Parzival sabía a quién se refería. Un torrente de recuerdos emergió de su interior. Su viaje de penitencia, la muerte de Girárd de Montsalvat, revivieron sus memorias.
—Cuando esto sucede, cuando un evangelizador se aparta de los poderes de la tierra y utiliza toda la sabiduría que generosamente la orden y el Reino le han concedido para volverse contra ellos, entonces estamos ante el mismo execrable acto, sólo que las consecuencias son fatales. ¡Remigio es un heresiarca, tú lo sabes…! Lo que ha hecho no conoce el perdón, y cuando el inmerecido perdón le fue concedido y aquella última misión fue en su busca, tú mejor que nadie sabes lo que sucedió. ¡Renegó y utilizó el mágico poder de la Lanza! Mi buen Girárd cayó asesinado, y nada menos que gracias a ese northumbrio, Alfredo de Durham, un traidor cuyas manos están teñidas de sangre… Nuestro destino está unido, unido por las manos de Dios y por los acontecimientos oscuros que nos empujan hacia delante. La rectitud nos obliga a ser quienes somos, Parzival… Cuando se quiere ser un mal hombre hay muchas opciones, cuando se quiere el Bien sólo hay un camino.
El anciano parecía cansado.
—¿Qué hacer ahora…?
El rostro de Arnauld se volvió en su busca.

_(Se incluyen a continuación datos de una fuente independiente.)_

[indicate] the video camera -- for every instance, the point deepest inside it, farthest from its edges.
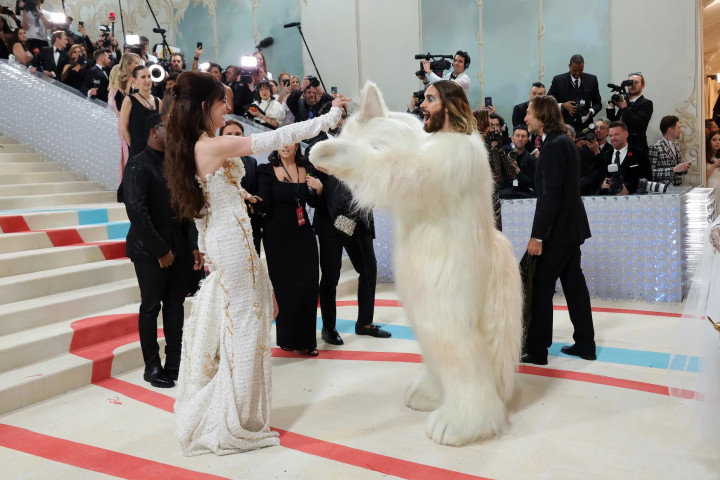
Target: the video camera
(438, 63)
(588, 133)
(620, 90)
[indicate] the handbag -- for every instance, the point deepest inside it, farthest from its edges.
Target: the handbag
(345, 225)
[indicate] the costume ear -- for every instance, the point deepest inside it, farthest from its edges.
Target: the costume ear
(373, 104)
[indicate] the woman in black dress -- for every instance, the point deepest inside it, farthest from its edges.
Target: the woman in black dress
(135, 110)
(290, 246)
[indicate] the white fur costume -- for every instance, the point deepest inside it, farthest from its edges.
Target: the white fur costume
(456, 274)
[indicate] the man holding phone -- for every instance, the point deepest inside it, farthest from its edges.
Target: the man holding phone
(461, 62)
(665, 156)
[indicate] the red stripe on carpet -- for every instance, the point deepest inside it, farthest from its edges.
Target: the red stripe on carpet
(13, 224)
(312, 446)
(367, 460)
(354, 355)
(396, 303)
(93, 458)
(62, 237)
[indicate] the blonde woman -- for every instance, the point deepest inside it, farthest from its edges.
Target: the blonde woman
(120, 83)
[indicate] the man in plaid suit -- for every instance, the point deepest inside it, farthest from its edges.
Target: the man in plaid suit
(665, 158)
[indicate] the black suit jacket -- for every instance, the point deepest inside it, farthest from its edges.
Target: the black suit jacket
(154, 228)
(46, 59)
(96, 77)
(637, 117)
(563, 91)
(634, 167)
(519, 113)
(560, 217)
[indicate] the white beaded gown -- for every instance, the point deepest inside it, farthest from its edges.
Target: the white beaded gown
(223, 399)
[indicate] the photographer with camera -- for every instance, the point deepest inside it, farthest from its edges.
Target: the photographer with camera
(577, 94)
(634, 109)
(74, 72)
(51, 60)
(665, 157)
(624, 165)
(305, 103)
(523, 185)
(461, 61)
(36, 23)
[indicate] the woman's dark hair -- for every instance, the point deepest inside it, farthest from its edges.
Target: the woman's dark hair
(14, 39)
(300, 159)
(137, 69)
(229, 122)
(195, 94)
(708, 148)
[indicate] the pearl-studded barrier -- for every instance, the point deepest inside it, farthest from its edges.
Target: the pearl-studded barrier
(644, 247)
(60, 123)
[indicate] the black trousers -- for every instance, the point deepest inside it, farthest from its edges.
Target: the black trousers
(162, 288)
(360, 250)
(561, 262)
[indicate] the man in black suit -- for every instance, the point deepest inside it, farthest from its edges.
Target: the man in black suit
(164, 253)
(577, 93)
(520, 110)
(559, 228)
(635, 111)
(52, 59)
(632, 164)
(96, 80)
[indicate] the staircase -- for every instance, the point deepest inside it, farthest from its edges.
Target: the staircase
(62, 251)
(68, 296)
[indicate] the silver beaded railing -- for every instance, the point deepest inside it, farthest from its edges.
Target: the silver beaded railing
(60, 123)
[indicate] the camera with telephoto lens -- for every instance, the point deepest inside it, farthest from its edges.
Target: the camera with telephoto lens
(438, 63)
(646, 186)
(30, 5)
(620, 90)
(587, 133)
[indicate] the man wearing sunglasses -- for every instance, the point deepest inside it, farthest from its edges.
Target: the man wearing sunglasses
(635, 111)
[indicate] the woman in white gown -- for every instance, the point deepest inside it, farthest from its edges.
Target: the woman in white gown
(223, 398)
(694, 370)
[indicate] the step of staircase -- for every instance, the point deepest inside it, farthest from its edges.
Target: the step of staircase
(28, 241)
(55, 200)
(20, 157)
(33, 167)
(48, 282)
(17, 148)
(28, 261)
(48, 187)
(75, 303)
(37, 177)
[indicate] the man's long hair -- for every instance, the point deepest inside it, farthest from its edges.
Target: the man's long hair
(546, 109)
(454, 99)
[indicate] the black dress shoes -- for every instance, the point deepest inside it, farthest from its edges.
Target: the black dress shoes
(574, 350)
(372, 330)
(331, 337)
(156, 376)
(528, 358)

—Encontrar la mala hierba y arrancarla, no basta con cortarla, y para ello el Señor nos ha concedido la gracia real. Carlomagno ha puesto a nuestro servicio un brazo secular cuya fortaleza es indudable. Los capitanes cuentan con cartas y sellos firmados de puño y letra por Carlomagno, gracias a los cuales podrán moverse a placer sobre la tierra hasta las fronteras de Austrasia y más allá. Esos hombres saben que deben ejercer la ley, y sus capitanes os obedecerán hasta la muerte… Vuestros ojos, Parzival, ven lo que yo no puedo ver. Tenéis la juventud y la bendición, pero yo dispongo de la sabiduría para guiar vuestros pasos. Obedezcamos el mandato del Señor, seamos valientes, asumamos las difíciles pruebas que nos impone el Altísimo. ¡Es hora! El Misterio de la Lanza está ante nosotros, como lo estuvo ante mí el Misterio del Santo Grial. Sólo un hombre purísimo puede encaminarse en su búsqueda y desafiar la malicia de quien empuña ahora la reliquia de Longinos… Ahora entiendo: Girárd había sido iluminado por la Gracia cuando decidió darte un nuevo nombre y, redimido de aquel demonio, te llamó Parzival. Redime la Lanza del Destino y tráela de vuelta al corazón del Reino, y entrégasela al Concilio, y prende después fuego al herético templo en el que Remigio se oculta, entregado día y noche al pecado, prende fuego a ese nido de arañas. Si la Providencia lo permite, tráenoslo vivo, para que lo podamos juzgar y dar ejemplo con su juicio; pero si ello no es posible, ejerce tú mismo la pena capital y, si muere en lucha armada, quema su cuerpo, pues es recipiente de horribles brujerías e instrumento del Maligno.